In Hong Kong: In the Hong Kong Business Insurance Rankings, life insurers lead.

The "Hong Kong Business Insurance Rankings" reveal a trend toward more life insurers joining the list of the top 50 insurers, indicating a significant shift in Hong Kong's insurance industry.

In comparison to 20 general insurers, 30 life insurers made the top 50 list. This is different from the previous rankings, where there were equal numbers of general and life insurers on the top 50 list.

The opportunity in the insurance market on mainland China is to blame for this shift.

According to several analysts interviewed by Hong Kong Business, an English-language business magazine, if 2021 saw an increase in health-focused trends, 2022 saw insurers shift their focus toward digitalization, environmental, social, and governance (ESG), and workforce trends.

Here are some of the trends:

Work arrangements There has been a move toward flexible or remote work. According to Ms. Joanna Wong, HK Insurance Leader at Deloitte China, "Insurers have adapted by adopting virtual customer and distributor engagement, transitioning to a remote workforce, and capitalizing on a more agile digital infrastructure to meet evolving expectations for customised products, channels, and services."

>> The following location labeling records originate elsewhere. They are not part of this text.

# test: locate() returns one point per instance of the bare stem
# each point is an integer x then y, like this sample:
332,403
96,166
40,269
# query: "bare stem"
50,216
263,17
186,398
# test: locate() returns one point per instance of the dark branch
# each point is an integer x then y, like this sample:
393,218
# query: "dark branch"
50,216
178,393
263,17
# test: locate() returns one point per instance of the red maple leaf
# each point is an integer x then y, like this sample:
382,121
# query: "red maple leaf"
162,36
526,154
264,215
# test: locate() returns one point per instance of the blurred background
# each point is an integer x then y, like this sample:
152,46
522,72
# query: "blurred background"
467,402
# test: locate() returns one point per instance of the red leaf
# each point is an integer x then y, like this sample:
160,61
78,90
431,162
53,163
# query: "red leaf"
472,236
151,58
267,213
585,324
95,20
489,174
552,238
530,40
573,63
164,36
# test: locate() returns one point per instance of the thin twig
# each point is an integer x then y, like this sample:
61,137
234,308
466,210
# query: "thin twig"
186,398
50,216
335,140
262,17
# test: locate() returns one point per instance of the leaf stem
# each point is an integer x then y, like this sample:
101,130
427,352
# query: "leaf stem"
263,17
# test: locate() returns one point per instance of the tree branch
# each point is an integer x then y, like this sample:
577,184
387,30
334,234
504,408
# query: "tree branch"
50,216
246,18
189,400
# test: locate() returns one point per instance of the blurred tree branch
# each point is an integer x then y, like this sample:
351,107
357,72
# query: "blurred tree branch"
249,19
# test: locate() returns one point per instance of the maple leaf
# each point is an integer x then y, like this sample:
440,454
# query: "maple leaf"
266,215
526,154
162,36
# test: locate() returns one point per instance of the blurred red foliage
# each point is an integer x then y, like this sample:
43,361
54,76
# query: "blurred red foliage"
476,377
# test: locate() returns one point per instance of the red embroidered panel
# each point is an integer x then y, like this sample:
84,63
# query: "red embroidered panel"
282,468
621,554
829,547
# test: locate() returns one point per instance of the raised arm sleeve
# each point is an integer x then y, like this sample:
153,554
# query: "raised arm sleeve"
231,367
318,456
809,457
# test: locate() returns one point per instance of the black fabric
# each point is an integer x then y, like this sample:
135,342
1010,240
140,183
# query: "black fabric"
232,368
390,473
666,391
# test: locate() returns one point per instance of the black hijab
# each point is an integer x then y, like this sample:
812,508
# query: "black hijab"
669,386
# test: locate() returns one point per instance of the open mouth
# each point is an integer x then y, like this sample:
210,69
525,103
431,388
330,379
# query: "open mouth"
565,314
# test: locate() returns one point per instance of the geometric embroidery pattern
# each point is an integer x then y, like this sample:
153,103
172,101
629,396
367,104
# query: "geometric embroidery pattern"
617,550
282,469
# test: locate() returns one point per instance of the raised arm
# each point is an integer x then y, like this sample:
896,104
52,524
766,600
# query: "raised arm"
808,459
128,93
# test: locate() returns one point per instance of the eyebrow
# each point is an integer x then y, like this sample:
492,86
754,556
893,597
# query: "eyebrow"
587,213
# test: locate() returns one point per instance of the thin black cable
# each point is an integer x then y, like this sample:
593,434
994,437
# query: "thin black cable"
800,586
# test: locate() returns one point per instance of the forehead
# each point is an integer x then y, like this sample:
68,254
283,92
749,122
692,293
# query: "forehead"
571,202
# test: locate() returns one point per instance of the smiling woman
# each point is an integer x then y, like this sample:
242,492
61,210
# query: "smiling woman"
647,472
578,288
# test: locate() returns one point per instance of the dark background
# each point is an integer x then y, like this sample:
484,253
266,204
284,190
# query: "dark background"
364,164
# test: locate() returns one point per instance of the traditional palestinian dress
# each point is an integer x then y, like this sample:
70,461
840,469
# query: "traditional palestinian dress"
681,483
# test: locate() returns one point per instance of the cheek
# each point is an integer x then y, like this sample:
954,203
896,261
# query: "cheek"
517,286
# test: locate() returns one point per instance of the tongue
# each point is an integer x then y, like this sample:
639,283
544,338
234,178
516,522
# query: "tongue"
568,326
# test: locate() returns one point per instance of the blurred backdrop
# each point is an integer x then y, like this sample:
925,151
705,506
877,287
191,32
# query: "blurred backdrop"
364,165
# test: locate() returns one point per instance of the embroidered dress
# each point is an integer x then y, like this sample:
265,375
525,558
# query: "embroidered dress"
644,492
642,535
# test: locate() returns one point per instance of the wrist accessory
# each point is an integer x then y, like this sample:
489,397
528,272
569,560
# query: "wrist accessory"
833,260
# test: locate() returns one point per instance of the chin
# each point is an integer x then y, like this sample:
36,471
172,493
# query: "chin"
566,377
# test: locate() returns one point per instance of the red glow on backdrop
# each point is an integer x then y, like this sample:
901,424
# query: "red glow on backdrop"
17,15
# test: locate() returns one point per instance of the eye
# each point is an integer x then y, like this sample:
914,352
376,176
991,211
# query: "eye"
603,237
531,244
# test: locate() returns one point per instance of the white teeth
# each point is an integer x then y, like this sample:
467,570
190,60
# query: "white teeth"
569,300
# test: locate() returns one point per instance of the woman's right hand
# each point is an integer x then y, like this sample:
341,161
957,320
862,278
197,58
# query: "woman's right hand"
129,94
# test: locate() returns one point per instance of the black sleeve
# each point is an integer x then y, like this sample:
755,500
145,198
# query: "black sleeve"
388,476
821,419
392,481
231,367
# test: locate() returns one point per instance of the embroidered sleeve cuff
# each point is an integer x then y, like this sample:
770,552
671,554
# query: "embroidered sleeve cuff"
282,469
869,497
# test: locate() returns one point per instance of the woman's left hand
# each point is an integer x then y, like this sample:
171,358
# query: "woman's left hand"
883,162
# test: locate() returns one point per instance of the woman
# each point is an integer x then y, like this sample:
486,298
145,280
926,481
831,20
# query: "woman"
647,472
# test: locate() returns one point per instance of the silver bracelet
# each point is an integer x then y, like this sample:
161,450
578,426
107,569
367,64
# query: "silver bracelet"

Digital insurance Products that offer simplified, on-demand insurance have gained popularity. As long as insurance isn't too complicated, customers are becoming more and more willing to purchase it.

Consumers and insurers alike continue to face difficulties as a result of inflation. According to Mr. Billy Wong, insurance leader at PwC Hong Kong, this means raising rates for life and retirement insurers, which can reduce reinvestment risk and make rate guarantees more economically cost-effective.

However, a disintermediation risk could arise from an excessive rate increase, which would have a negative impact on balance sheets. In order to reduce this risk, insurers may need to frequently adjust pricing and rate guarantees in response to market demand for book value guarantees.

Mr. Wong admonished, "Higher interest rates may also make certain product types less appealing to consumers." Consumers are already being affected by inflation even if insurance premiums do not rise. 16% of people in Hong Kong said they would cut back on insurance costs.

Certain product types may also become less appealing as a result of fluctuating equity markets and higher interest rates. Mr. Wong suggested that insurers think about rebalancing their portfolios, possibly returning to more conventional investments and using fewer alternative asset classes.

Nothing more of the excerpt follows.